1896 book by Eugen von Böhm-Bawerk

Karl Marx and the Close of His System (Zum Abschluss des Marxschen Systems) is an 1896 book critical of the economic writings of Karl Marx by the Austrian economist Eugen von Böhm-Bawerk. In the critique, he claims to expose flaws in the writings of Karl Marx. The text offered an early analysis of Marxist theory (see Criticism of Marxism).

==Background==
Böhm-Bawerk's work first appeared in 1896, in Staatswissenschaftliche Arbeitern: Festgaben für Karl Knies, a collection of essays in honor of the German economist Karl Knies. It was published as a separate work later in 1896, and appeared in Russian translation in 1897 and in English translation in 1898.

==Summary==

Böhm-Bawerk examines Marx's analysis of value, claiming the basic error in Marx's system to have resulted from a self-contradiction in Marx's law of value: namely, how the rate of profit and the prices of production of the third volume of Marx's Das Kapital contradict Marx's theory of value in the first volume. He also attacks Marx for downplaying the influence of supply and demand in determining permanent price, and for deliberate ambiguity with such concepts.

==Reception==
Karl Marx and the Close of His System has been seen as one of the most important discussions of Marx's economic theories, along with Rudolf Hilferding's Böhm-Bawerk's Criticism of Marx, a defense of Marx against Böhm-Bawerk. The work is considered the "classical" critique of Capital. Most subsequent critiques of Marxist economics have repeated Böhm-Bawerk's arguments.

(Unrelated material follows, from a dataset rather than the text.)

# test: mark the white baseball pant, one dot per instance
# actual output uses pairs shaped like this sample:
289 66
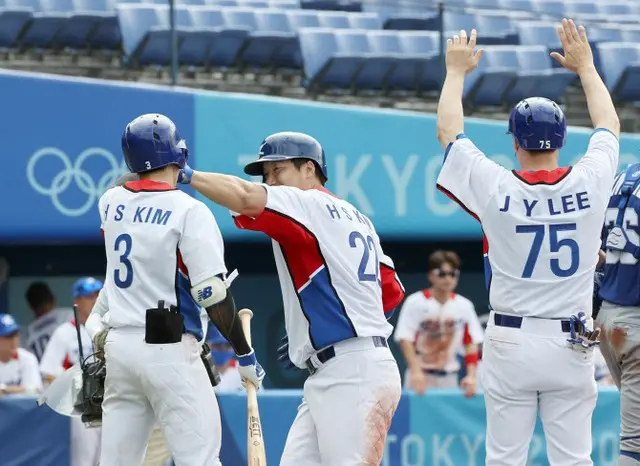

The economist Peter Boettke credited Böhm-Bawerk with demonstrating internal contradictions between Marx's theory of value and his distribution theory.

Marxist economist Ernest Mandel identifies Karl Marx and the Close of His System as part of a literature, beginning with German social democrat Eduard Bernstein, that criticizes the dialectical method Marx borrowed from Georg Wilhelm Friedrich Hegel as "useless", "metaphysical", or "mystifying." He faults Böhm-Bawerk and the other critics for what he regards as their "positivist narrowness".

Marxist economist Paul Sweezy rejects Böhm-Bawerk's view that the theory of value must be abandoned. However, he considers Karl Marx and the Close of His System to be the best statement of the argument that the fact that the law of value is not directly controlling in capitalist production requires the rejection of the theory of value.